The t-Value Mirage: Why Parametric Tests on Bootstrap Resamples Mislead in Network Science
摘要
Bootstrapping is increasingly popular in cognitive network science as a way to estimate variability in graph-theoretic measures and compare groups of participants. A critical misuse nevertheless persists: applying classical t-tests to bootstrap resamples. This practice treats resampled statistics as if they were independent data, artificially inflating t-values as the number of iterations increases. The result is a “t-value mirage” – apparent significance arising from inappropriate computation rather than true group differences. We demonstrate the problem using semantic fluency data for lists of animal names from English monolingual participants (N = 94) vs. bilingual English-dominant participants (N = 93). Networks were constructed using correlation-based and naïve random walk methods, and three standard metrics were analyzed: average shortest path length (ASPL), clustering coefficient (CC), and modularity (Q).

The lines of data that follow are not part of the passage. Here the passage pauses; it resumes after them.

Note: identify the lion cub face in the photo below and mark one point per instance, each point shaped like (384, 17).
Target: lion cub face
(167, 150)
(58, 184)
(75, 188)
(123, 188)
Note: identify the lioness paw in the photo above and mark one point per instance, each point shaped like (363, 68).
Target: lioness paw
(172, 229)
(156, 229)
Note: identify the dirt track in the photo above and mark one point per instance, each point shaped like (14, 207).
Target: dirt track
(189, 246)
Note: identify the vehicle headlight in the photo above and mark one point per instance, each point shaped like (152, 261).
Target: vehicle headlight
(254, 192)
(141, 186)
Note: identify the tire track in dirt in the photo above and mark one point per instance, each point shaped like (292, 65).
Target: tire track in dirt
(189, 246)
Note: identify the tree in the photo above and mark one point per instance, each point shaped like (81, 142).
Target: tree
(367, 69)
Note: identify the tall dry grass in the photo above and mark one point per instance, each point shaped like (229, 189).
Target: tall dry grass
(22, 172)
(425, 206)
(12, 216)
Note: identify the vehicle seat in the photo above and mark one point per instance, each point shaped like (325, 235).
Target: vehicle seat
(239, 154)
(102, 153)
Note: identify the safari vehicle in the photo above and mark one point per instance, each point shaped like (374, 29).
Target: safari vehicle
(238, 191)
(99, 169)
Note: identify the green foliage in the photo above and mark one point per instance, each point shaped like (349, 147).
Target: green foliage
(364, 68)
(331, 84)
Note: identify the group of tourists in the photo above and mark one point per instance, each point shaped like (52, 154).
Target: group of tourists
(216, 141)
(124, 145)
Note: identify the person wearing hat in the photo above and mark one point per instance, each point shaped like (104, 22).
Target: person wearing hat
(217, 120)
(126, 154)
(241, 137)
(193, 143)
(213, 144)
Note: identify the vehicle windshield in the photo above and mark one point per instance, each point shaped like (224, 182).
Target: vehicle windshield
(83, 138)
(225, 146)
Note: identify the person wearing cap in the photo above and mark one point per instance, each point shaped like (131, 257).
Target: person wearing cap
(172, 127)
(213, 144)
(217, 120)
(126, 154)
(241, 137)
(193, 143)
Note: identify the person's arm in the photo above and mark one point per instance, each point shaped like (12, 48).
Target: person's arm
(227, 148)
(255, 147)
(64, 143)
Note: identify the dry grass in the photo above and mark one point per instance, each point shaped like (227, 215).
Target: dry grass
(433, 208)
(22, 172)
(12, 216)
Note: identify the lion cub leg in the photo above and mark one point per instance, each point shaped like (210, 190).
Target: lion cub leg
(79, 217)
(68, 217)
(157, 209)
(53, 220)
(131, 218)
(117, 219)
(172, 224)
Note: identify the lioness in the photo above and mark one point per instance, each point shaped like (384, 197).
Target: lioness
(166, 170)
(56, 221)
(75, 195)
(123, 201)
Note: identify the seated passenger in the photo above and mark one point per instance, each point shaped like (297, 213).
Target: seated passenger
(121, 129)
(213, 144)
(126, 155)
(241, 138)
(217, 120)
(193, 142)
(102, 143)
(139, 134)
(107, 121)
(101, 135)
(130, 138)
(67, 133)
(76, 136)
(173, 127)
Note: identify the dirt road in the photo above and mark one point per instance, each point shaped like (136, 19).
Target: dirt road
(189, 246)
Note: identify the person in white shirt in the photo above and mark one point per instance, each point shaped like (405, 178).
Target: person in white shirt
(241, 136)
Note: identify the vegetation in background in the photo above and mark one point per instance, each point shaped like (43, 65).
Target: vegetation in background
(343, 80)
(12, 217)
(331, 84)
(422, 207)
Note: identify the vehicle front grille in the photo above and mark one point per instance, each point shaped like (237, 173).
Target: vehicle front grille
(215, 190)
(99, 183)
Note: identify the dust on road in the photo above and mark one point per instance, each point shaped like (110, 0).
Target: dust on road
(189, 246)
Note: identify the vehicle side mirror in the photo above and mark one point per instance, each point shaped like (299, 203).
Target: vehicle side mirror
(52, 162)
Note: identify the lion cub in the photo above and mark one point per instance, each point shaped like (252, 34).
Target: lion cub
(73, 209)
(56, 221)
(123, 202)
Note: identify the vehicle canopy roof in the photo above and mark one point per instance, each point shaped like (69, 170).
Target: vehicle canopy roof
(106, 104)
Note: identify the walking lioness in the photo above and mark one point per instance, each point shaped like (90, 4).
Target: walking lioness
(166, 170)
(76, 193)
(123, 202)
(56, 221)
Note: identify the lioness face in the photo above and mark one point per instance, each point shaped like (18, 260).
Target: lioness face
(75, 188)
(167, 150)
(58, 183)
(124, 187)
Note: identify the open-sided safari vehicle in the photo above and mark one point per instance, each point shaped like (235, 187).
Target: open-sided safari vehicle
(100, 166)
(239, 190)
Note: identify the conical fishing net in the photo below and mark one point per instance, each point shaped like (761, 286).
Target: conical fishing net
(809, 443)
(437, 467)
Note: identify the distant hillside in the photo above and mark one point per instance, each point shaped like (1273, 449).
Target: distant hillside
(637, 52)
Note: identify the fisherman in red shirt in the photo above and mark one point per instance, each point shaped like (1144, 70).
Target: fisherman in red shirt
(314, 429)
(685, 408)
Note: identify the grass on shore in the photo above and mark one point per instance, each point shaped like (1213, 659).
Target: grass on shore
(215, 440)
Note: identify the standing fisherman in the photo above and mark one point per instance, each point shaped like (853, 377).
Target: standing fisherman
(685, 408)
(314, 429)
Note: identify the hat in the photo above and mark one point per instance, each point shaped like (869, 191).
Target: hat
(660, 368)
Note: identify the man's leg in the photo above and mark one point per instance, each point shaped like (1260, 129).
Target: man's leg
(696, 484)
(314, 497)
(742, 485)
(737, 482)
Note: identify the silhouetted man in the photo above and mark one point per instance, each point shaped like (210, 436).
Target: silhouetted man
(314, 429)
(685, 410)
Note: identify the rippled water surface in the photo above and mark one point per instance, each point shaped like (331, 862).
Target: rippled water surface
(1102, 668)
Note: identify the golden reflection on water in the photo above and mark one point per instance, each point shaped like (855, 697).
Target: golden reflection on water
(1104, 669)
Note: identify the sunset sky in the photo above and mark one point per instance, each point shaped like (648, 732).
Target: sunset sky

Across increasing bootstrap iteration counts (500, 1,000, 2,000), classical t-tests produced progressively inflated t-values, suggesting false differences between monolingual and bilingual participants in their semantic networks. In contrast, percentile confidence intervals from the bootstrapping distribution remained stable and conservative, indicating no reliable differences. We also conducted permutation testing, which yielded the same inferential outcomes as bootstrap confidence intervals, further confirming that no robust differences exist between the two groups’ network structures. These findings highlight a methodological artifact created by misapplied t-tests and provide a cautionary case study: the t-value mirage is not unique to cognitive data but threatens inference validity across network science. We conclude that bootstrap confidence intervals and permutation tests should replace parametric t-tests for robust inference. Such correction is essential for improving reproducibility and reliability in complex network research.